La tension est presque permanente, l’action est toujours d’une parfaite lisibilité, ce qui était la condition sine qua none pour que l’on puisse accepter de se plonger dans une telle randonnée, dans une si éreintante excursion : nous savons toujours où se situent les personnages, où ils se trouvent les uns par rapport aux autres, pour ne jamais perdre le fil de leur funeste avancée. Jennifer Kent a cependant l’intelligence de déjouer régulièrement les attentes du spectateur, de désamorcer les situations attendues. La violence éclate littéralement à l’image lors d’une seule scène, point de bascule d’un film qui prend alors le risque de s’éloigner du schéma habituel, tout tracé. Quand notre héroïne assouvit sa soif de vengeance, après s’être acharnée sur une victime elle-même hantée par un fort sentiment de culpabilité, elle se retrouve ensuite vidée, sale et répugnante, dégoûtée de la vie comme d’elle-même, ayant presque du mal à soutenir le regard incrédule de son compagnon de route, écœuré, depuis longtemps habitué aux horreurs commises sur ses terres. Jennifer Kent atteste alors d’une position morale nuancée et pertinente sur la vengeance, « œil pour œil dent pour dent », à des années lumière des scénarios douteux et terre à terre que l’on nous ressert encore trop souvent, un choix bien plus intelligent et subtil que la majorité des rape & revenge et autres revenge movies auxquels on pourrait en toute logique rattacher The Nightingaleétant donné la chronologie des événements contés. Passé cette scène cruciale, où le sang éclabousse notre héroïne aussitôt dépossédée de sa pulsion de vie, morte-vivante devenue fantôme, la poursuite se mue en errance, l’objectif de la chasse semble incertain, remis en question, et le face-à-face final ne ressemblera en rien à ce que l’on pouvait imaginer. Des éléments fantastiques s'invitent par petites touches, accompagnant le chemin de croix du personnage, pour des images et des instants fascinants que l'on croirait issus d'un conte.

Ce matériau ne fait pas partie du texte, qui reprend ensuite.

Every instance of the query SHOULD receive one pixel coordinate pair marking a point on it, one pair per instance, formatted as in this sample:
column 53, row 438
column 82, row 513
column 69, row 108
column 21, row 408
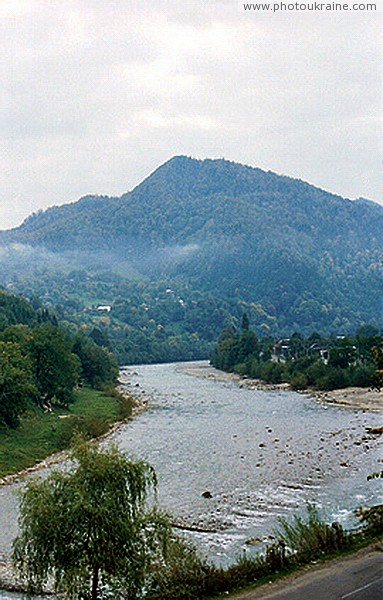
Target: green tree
column 16, row 385
column 98, row 364
column 91, row 526
column 377, row 353
column 56, row 367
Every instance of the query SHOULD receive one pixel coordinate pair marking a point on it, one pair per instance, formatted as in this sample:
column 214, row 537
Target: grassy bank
column 42, row 433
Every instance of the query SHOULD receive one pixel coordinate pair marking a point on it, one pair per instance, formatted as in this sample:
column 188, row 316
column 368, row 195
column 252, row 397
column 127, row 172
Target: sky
column 95, row 94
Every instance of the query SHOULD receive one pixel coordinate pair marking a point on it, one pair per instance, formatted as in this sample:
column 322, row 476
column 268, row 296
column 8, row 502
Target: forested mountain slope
column 295, row 256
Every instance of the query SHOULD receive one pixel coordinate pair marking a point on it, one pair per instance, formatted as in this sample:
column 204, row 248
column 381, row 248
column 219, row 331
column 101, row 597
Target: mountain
column 293, row 255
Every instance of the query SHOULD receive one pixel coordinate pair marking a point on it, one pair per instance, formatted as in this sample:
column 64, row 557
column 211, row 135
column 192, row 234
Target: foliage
column 91, row 526
column 224, row 239
column 372, row 517
column 55, row 366
column 325, row 363
column 378, row 374
column 17, row 388
column 309, row 538
column 42, row 433
column 98, row 364
column 41, row 362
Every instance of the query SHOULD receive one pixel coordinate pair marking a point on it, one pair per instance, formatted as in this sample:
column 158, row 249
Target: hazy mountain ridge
column 308, row 258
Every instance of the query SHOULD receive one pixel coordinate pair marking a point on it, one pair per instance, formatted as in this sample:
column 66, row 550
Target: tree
column 377, row 353
column 91, row 526
column 56, row 367
column 16, row 385
column 98, row 364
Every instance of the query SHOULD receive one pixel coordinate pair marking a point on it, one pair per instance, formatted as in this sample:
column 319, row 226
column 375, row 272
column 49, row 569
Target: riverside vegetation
column 53, row 385
column 182, row 256
column 122, row 546
column 319, row 362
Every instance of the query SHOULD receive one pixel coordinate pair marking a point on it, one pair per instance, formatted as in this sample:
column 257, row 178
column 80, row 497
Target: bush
column 362, row 376
column 310, row 538
column 86, row 427
column 372, row 519
column 298, row 381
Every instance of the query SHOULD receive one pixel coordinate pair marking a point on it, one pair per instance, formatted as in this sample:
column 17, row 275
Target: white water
column 261, row 454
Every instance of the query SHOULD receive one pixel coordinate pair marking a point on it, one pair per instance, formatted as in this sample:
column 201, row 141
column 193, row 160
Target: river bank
column 361, row 398
column 139, row 403
column 260, row 452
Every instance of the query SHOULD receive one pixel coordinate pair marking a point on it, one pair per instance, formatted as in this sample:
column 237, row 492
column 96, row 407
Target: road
column 355, row 577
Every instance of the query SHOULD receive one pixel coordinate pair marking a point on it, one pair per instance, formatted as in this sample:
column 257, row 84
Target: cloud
column 97, row 94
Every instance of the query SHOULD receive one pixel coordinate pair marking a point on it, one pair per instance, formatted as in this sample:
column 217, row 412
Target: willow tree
column 91, row 526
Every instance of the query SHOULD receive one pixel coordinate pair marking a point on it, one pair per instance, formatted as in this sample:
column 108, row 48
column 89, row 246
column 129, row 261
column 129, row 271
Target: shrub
column 86, row 427
column 312, row 537
column 298, row 381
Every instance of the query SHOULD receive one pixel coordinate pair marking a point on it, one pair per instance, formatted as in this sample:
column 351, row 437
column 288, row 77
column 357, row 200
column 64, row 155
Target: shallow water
column 260, row 454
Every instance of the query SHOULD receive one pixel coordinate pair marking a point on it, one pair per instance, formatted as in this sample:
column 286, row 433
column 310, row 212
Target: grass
column 187, row 577
column 42, row 434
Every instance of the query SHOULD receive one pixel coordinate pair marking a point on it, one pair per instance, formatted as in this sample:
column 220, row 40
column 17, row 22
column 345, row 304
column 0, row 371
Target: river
column 257, row 454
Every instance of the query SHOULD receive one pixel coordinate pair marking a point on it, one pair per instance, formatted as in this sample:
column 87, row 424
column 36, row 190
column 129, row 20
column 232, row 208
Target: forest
column 41, row 363
column 319, row 362
column 224, row 238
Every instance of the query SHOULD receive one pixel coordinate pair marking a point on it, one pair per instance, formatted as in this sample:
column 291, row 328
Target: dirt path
column 354, row 577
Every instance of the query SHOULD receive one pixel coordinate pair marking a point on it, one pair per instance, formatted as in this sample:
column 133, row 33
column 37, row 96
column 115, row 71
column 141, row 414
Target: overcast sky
column 95, row 94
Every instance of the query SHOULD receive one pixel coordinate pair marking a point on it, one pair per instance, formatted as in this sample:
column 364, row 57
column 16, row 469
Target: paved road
column 356, row 577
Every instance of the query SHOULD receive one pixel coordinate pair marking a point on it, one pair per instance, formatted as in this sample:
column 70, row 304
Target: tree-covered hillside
column 222, row 236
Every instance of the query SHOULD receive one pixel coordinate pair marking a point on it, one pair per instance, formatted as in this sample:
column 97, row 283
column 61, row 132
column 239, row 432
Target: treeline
column 324, row 363
column 40, row 363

La cinéaste australienne ne tombe jamais dans le sentimentalisme et la facilité, alors que l’on aimerait naïvement assister à un rapprochement et une union plus définitive entre l’héroïne et son guide aborigène. La première est incarnée par Aisling Franciosi, une actrice admirable que l’on découvre pour la première fois et qui parcourt ici un large éventail d’émotions, bien peu, il est vrai, penchant vers la joie et l’allégresse... Tour à tour fragile ou pleine de rage, brisée ou apathique, Aisling Franciosi impressionne progressivement par sa capacité étonnante à passer d’un état à l’autre en étant toujours aussi juste, crédible et convaincante. A ses côtés, Baykali Ganambarr évoque inévitablement l'inoubliable David Gulpilil, l’acteur aborigène qui endossait également un rôle de guide lors d'une traversée de l'outback australien au début du XXème siècle dans The Tracker de Rolf de Heer et que l’on avait auparavant vu, tout jeune, dans le sublime Walkabout de Nicolas Roeg puis dans La Dernière vague de Peter Weir. C’est avec une finesse similaire que le jeune Baykali Ganambarr incarne ce guide qui porte, dans son profond regard noir, à la rage et à la tristesse contenues, la lourde connaissance des crimes odieux commis par les blancs. On a aucun mal à s’intéresser à ces deux personnages, à croire en leur solidarité possible, à marcher, à trembler et à souffrir avec eux. Face à eux, le plus terne Sam Claflin ne s’en tire pas si mal en essayant d’apporter un peu d’ambiguïté dans un rôle bien plus difficile d’officier détestable seulement motivé par la volonté de monter en grade et l’espoir de rentrer ainsi plus vite au pays, quitte à tout écraser sur son passage. C’est justement là que le bât blesse, car ce personnage est si négatif que l’on a presque du mal à y croire, il cristallise quasiment à lui seul le défaut du film.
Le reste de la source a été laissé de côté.